Work-stealing
Little’s law
Given a stable system (i.e., input rate = output rate), the long-term average number of items in the system, $𝑁$, is equal to the average throughput, $\beta$, multiplied by the average time an item spends in the system, $\alpha$.
\[N = \alpha \cdot \beta\]Little’s law tells us how much data is in flight.
Example: Memory System
Arithmetic intensity
Given a program P, express number of operations per loaded data.
Arithmetic intensity \(A(n)=\frac {W(n)} {L(n)}= \frac {\text{num flops}} {\text{num bytes loaded}}\)

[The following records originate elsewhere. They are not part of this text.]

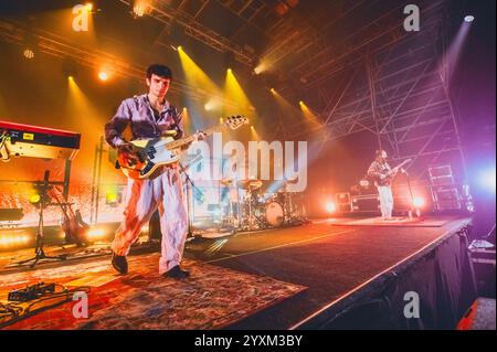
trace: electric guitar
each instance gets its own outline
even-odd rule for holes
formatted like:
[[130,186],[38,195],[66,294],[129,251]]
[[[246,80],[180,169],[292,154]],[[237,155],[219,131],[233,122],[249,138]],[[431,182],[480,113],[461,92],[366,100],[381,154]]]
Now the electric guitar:
[[402,167],[404,164],[406,164],[408,162],[411,162],[412,159],[406,159],[404,161],[402,161],[400,164],[398,164],[395,168],[390,169],[389,171],[384,171],[381,172],[382,178],[380,178],[380,182],[385,182],[385,181],[391,181],[390,179],[393,179],[393,177],[396,174],[396,172],[399,171],[399,169],[402,169]]
[[[248,124],[248,119],[244,116],[230,116],[223,124],[203,131],[203,135],[205,137],[210,136],[225,127],[235,130],[246,124]],[[182,151],[181,147],[194,141],[195,136],[175,140],[175,135],[176,131],[166,131],[165,135],[159,138],[130,141],[130,145],[133,146],[133,158],[129,158],[129,153],[118,152],[116,169],[120,169],[127,178],[142,180],[152,177],[154,172],[159,167],[178,162]]]

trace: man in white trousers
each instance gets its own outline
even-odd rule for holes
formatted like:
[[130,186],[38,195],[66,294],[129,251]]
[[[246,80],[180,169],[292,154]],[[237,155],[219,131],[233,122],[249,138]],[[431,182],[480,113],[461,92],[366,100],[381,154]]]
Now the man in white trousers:
[[368,169],[368,175],[374,179],[374,185],[380,195],[381,216],[384,221],[392,220],[393,196],[392,196],[392,179],[399,171],[396,168],[391,169],[387,162],[387,151],[377,150],[377,158]]
[[[133,140],[157,138],[167,130],[176,130],[176,139],[182,137],[181,115],[166,99],[171,79],[172,74],[167,66],[154,64],[148,67],[148,94],[123,100],[116,115],[105,125],[106,141],[110,147],[133,158],[131,146],[123,137],[128,126]],[[197,137],[200,139],[203,135],[197,134]],[[112,244],[112,264],[120,274],[128,271],[126,256],[129,248],[157,207],[162,234],[159,273],[176,279],[187,278],[189,273],[181,269],[180,263],[188,233],[188,217],[182,182],[176,164],[162,167],[152,179],[128,179],[125,218]]]

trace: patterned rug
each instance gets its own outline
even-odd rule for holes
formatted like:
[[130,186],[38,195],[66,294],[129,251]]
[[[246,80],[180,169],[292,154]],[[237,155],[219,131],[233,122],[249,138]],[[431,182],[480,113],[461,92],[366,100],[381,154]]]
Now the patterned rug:
[[3,303],[11,289],[39,281],[91,287],[87,319],[74,318],[77,302],[68,301],[4,329],[221,329],[306,289],[192,260],[182,265],[191,277],[178,281],[158,274],[158,254],[129,257],[126,276],[108,258],[0,276]]

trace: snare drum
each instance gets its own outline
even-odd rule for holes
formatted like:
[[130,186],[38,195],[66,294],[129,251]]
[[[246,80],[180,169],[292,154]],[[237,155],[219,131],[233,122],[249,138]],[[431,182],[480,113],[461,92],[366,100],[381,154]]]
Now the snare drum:
[[283,206],[277,202],[268,202],[265,210],[266,221],[271,226],[279,227],[283,225],[285,214]]

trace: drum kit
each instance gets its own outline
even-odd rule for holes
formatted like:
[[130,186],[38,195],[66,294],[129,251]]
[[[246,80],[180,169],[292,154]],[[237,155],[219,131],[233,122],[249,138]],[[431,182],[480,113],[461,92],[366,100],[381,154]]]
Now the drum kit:
[[281,181],[277,192],[263,193],[261,180],[222,180],[221,186],[230,189],[228,206],[222,222],[236,231],[254,231],[302,224],[306,221],[304,199],[288,191],[296,180]]

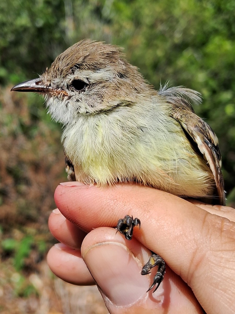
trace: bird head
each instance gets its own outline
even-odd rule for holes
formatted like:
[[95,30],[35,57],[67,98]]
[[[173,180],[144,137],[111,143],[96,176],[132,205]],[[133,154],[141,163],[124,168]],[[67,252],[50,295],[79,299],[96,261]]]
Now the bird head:
[[131,103],[149,91],[150,86],[122,51],[103,42],[81,41],[58,56],[39,78],[11,90],[42,93],[52,118],[72,124],[81,115]]

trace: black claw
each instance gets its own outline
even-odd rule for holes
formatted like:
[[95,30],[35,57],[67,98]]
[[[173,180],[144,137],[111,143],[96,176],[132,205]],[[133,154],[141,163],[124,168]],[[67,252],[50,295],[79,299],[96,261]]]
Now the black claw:
[[135,226],[139,225],[140,228],[140,221],[138,218],[133,219],[133,216],[126,215],[123,219],[119,219],[118,222],[116,229],[123,235],[127,240],[131,240],[133,235],[133,230]]
[[150,290],[155,285],[157,285],[153,293],[156,291],[163,280],[165,273],[165,265],[164,260],[159,255],[153,253],[150,257],[149,261],[142,268],[141,275],[147,275],[149,273],[151,269],[157,266],[158,266],[158,272],[154,278],[153,284],[147,290],[147,292]]

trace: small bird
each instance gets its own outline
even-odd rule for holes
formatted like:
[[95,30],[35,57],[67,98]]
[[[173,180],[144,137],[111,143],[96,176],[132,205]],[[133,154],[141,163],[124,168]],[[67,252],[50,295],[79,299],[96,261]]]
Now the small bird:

Advantage: very simple to calculate!
- Quite useful for basic algorithmic optimizations (but very limited)
Disadvantage: does not model the effect of a cache/scratchpad
- A cache would be able to serve many loads at highly reduced cost
Operational intensity refines this concept.
Operational intensity
Given a program $P$, assume cold (empty) cache
Operational intensity
\[I(n)=\frac {W(n)} {Q(n)}= \frac {\text{num flops}} {\text{bytes transferred between cache and RAM}}\]
Asymptotic bounds on 𝑰(n)
Assuming only compulsory misses (infinite cache size for simplicity)
Operation | $I(n)$ |
---|---|
Vector sum: $y = x + y$ | $O(1)$ |
Matrix-vector product: $y = Ax$ | $O(1)$ |
Fast Fourier transform | $O(\log n)$ |
Matrix-matrix product: $C = AB +C$ | $O(n)$ |
Balance principles I (Kung 1986)
Roofline model
Different optimizations can be represented as performance ceilings ⇒ you cannot break through a ceiling without performing the associated optimization.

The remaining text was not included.